Mr. Bradby obtained special permission to locate Royal College next
door, for one term, at the Colombo University College. In that short
period of time, Royal College was re-located at Turret House and
three bungalows on Turret Road duly rented out for classrooms and
even laboratories for Science practicals. The Colombo University
College continued to make available their grounds for sports.
The makeshift
arrangements were operational for four years. Mr. Bradby was indeed
a practical man. He rarely spoke in parables but instead spoke of
well-established truths in the context of Royal College. Thus he
spoke not of Mens sana in corpore sano, as his distinguished predecessors
had done, but instead quoted from the Royal College anthem: "We
will learn of books and men, and learn to play the game."
Mr. Bradby encouraged sports even when Royal College was evicted
from its traditional base. He gave the highest priority to team
work as opposed to individual brilliance which he never commended
in public. However, in private he greatly appreciated individual
performance.
By the same
token Mr. Bradby attached much importance to literary skills and
hence the Editor of the Magazine was a key school appointment. Accordingly
several Editors, B.St.E.De Bruin (1940), Neville Kanakaratne (1941),
Lakshman Wickremesinghe (1994), L.C. Arulpragasam (1945) and Upali
Amerasinghe (1945) would up their distinguished careers at Royal
College as Head Prefect and were awarded the Dornhorst Memorial
Prize. C.G. Weeramantry, the Editor in 1943 was such a good writer
and a scholar that he won the Dornhorst Memorial Prize without being
Head Prefect. Today, he is a world famous author on Law and was
a Judge of the International Court of Justice, at the height of
his career.
With the fall
of Burma, Malaya and Singapore in early 1942, Ceylon could conceivably
be the next victim. That became a stark reality on Easter Sunday
1942, when carrier-borne aircraft from Japan under the command of
Admiral Chechi Nagumo of Pearl Harbour fame, bombed Colombo and
Trincomalee causing havoc. Against this background Principal Brady
opened a branch of Royal College in Bandarawela, as a wartime measure.

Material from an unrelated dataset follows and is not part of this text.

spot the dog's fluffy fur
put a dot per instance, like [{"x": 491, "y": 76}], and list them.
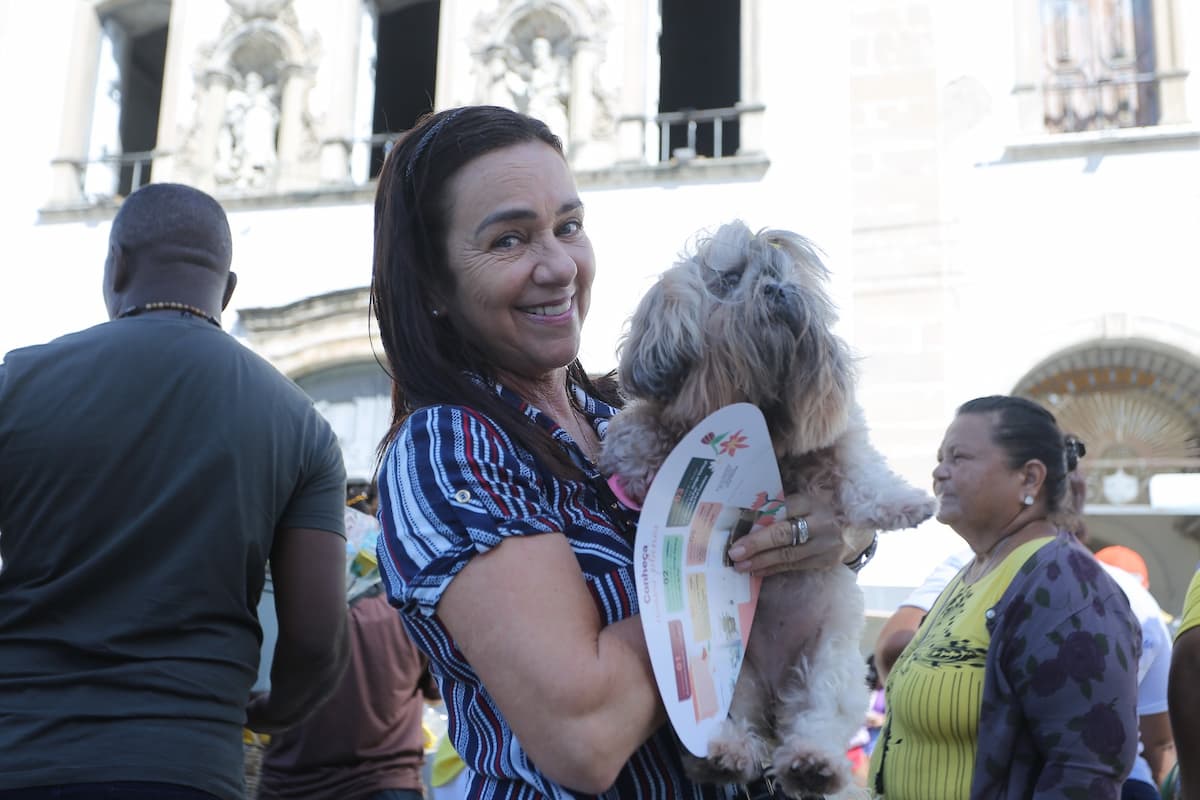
[{"x": 748, "y": 319}]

At peak, twenty percent of the school operated from "Glendale"
Bandarawela. With the threat of an invasion by Japan receding in
1943, Mr. Bradby continued expanding the school activities as he
deemed fit.
The Royal College
Farm at Narahenpita, which was opened in 1940 on a four-acre plot,
was expanded in 1943 to twelve acres and provided the Hostel with
all the fruits and vegetables that was needed, and The Boy Scout
Troop was established on a permanent basis in 1944.
Mr. Bradby
was a strict disciplinarian but a just man. As a matter of routine
he put into operation the Royal College Motto "Disce Aut Discede
(Learn or Depart). There were no exceptions, not even for those
who had excelled in the Royal-Thomian Cricket match or in The Bradby
Shield Rugby matches. He went a step further and applied a similar
discipline on the teachers. He came into class, sat at the back,
and listened to them teach. Those who were sub-standard had to teach
or depart.
Perhaps the
greatest contribution Principal Mr. Bradby made to Royal College
was to ensure that the school’s hallowed traditions stood
firm in dark days and in happier times. By virtue of these traditions,
success is important but honour is even more important. Consequently
being a successful man is important, but being a gentleman is even
more important. May those hallowed traditions of Royal College never
perish.
In 1983, Mr.
and Mrs. E.L. Bradby visited Sri Lanka as the guest of The Royal
College Union for the centenary of the Rugby Football match with
Trinity College. They were treated right royally. In 1996 he passed
away at the age of nearly ninety years. Royal College honoured him
with a touching memorial service held at The Cathedral of The Church
of Ceylon in Colombo. When the Bishop of Colombo, the Right-Reverend
Kenneth Fernando of the Royal College Class of 1943, waxed eloquence
in saying an appropriate final prayer, his pupils, then in their
seventies, were moved to tears, while some even broke down and wept.
May the turf lie gently over this great Principal of Royal College.